I’m eight months into eating Paleo. Bodyweight down 20+ pounds, bodyfat down significantly. I think virtually all the weight I’ve lost has been bodyfat. My Crossfit workout frequency has expanded to two times weekly, occasionally three. But, and this is important, I’ve cut back on traditional strength-training. I’m continuing my almost daily walks of 30 to 45 minutes, especially when it’s sunny outside (vitamin D). I don’t workout more than once per day, and am making sure I take at least one entire day off weekly. Most of the hard-working people in my gym over-train wildly. And don’t make progress. And are very anxious and making themselves crazy.
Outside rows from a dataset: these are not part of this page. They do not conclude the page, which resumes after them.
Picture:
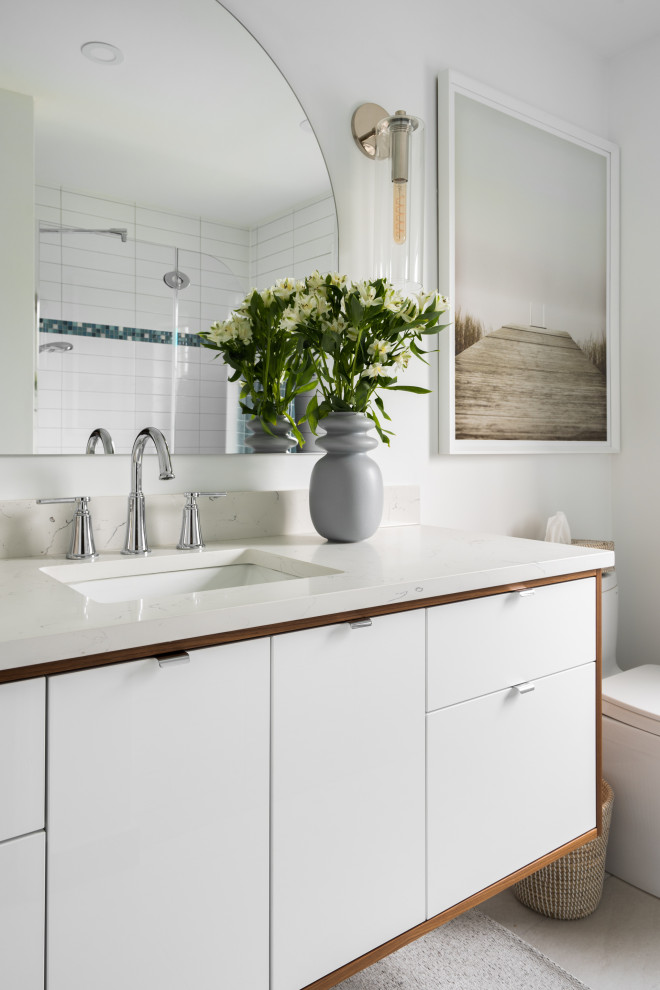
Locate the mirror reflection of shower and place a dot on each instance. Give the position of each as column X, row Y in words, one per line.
column 130, row 310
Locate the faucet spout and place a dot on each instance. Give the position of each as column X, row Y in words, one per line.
column 136, row 529
column 164, row 460
column 100, row 434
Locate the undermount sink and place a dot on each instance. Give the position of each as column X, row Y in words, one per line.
column 158, row 577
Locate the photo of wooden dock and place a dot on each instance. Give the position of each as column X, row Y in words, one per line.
column 529, row 383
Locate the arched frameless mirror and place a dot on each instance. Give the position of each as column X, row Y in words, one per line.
column 168, row 183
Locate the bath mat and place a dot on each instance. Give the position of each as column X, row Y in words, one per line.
column 472, row 952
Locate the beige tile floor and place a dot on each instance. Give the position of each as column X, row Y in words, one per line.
column 616, row 948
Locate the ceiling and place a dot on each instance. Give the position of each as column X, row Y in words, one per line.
column 608, row 27
column 197, row 118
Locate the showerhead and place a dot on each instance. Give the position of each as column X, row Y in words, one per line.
column 176, row 280
column 54, row 346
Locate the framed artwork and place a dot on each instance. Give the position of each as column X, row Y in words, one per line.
column 528, row 254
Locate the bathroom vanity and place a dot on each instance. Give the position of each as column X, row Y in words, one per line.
column 275, row 785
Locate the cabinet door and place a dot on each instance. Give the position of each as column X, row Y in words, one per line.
column 158, row 824
column 22, row 913
column 511, row 777
column 22, row 757
column 347, row 793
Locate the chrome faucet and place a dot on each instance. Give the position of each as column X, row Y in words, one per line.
column 100, row 434
column 136, row 530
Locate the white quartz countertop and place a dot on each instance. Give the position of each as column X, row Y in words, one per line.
column 43, row 620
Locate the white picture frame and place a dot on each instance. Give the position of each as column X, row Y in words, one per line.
column 528, row 222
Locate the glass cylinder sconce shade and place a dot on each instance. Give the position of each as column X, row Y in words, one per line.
column 399, row 201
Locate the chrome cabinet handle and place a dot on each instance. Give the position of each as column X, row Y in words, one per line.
column 525, row 688
column 173, row 659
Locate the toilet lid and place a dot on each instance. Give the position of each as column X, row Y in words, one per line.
column 633, row 696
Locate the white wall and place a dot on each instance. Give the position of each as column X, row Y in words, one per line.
column 635, row 89
column 335, row 57
column 16, row 263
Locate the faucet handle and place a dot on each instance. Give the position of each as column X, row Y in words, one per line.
column 82, row 538
column 191, row 533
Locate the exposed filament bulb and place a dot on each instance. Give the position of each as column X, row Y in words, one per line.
column 399, row 210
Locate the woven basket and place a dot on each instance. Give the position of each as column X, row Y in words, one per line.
column 572, row 886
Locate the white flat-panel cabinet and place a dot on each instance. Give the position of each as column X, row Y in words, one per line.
column 347, row 793
column 22, row 913
column 158, row 823
column 511, row 777
column 22, row 757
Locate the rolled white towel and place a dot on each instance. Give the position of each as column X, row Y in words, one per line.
column 557, row 529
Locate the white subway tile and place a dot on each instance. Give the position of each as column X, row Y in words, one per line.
column 47, row 214
column 48, row 441
column 49, row 418
column 96, row 208
column 266, row 248
column 46, row 195
column 224, row 233
column 166, row 236
column 274, row 227
column 319, row 210
column 154, row 386
column 173, row 222
column 49, row 398
column 153, row 369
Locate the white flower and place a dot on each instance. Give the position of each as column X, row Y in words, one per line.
column 315, row 280
column 393, row 300
column 367, row 294
column 379, row 348
column 374, row 371
column 284, row 287
column 242, row 330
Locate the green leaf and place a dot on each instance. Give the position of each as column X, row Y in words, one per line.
column 379, row 402
column 408, row 388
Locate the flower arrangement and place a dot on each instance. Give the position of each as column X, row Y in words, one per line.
column 347, row 340
column 263, row 354
column 361, row 336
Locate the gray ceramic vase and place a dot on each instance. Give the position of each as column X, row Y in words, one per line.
column 265, row 443
column 346, row 486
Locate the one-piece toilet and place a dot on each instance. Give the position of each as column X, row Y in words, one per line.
column 631, row 757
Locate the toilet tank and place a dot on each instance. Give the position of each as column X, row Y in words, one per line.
column 610, row 615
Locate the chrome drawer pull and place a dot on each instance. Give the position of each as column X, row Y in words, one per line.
column 172, row 659
column 524, row 688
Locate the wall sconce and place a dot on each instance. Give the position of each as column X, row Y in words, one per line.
column 395, row 143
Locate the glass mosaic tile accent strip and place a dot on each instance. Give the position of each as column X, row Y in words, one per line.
column 118, row 333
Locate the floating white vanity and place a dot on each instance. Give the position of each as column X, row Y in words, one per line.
column 272, row 785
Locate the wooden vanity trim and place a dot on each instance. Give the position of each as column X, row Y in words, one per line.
column 274, row 629
column 362, row 962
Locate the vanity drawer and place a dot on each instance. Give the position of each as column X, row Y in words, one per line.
column 22, row 757
column 510, row 778
column 485, row 644
column 22, row 921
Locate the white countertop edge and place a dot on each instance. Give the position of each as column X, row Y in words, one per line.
column 377, row 572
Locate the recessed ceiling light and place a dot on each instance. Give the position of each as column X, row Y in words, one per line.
column 102, row 52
I think I’ve lived with elevated cortisol and adrenal fatigue for many years; probably 20 years. My bodybuilding and powerlifting decades included many thermogenic products, possibly more coffee than I consume today, and a distinct lack of sleep. In the last few months I’ve cut out thermogenics, of late I’m no longer using pre-workout jazz, I’m getting through some afternoons without additional coffee. And the biggie, I’m working hard to get to bed earlier and sleep more. I’ve been napping for 10-15 minutes in the afternoon, several days weekly, but when I sleep seven or more hours, I don’t have to, and I feel better all day. More energy, more patience, all-around improvement. Sleep, it’s a good thing. My father told me this my entire life, he preached it, but I always treated sleep as if it was an elective. No more. Get some extra sleep!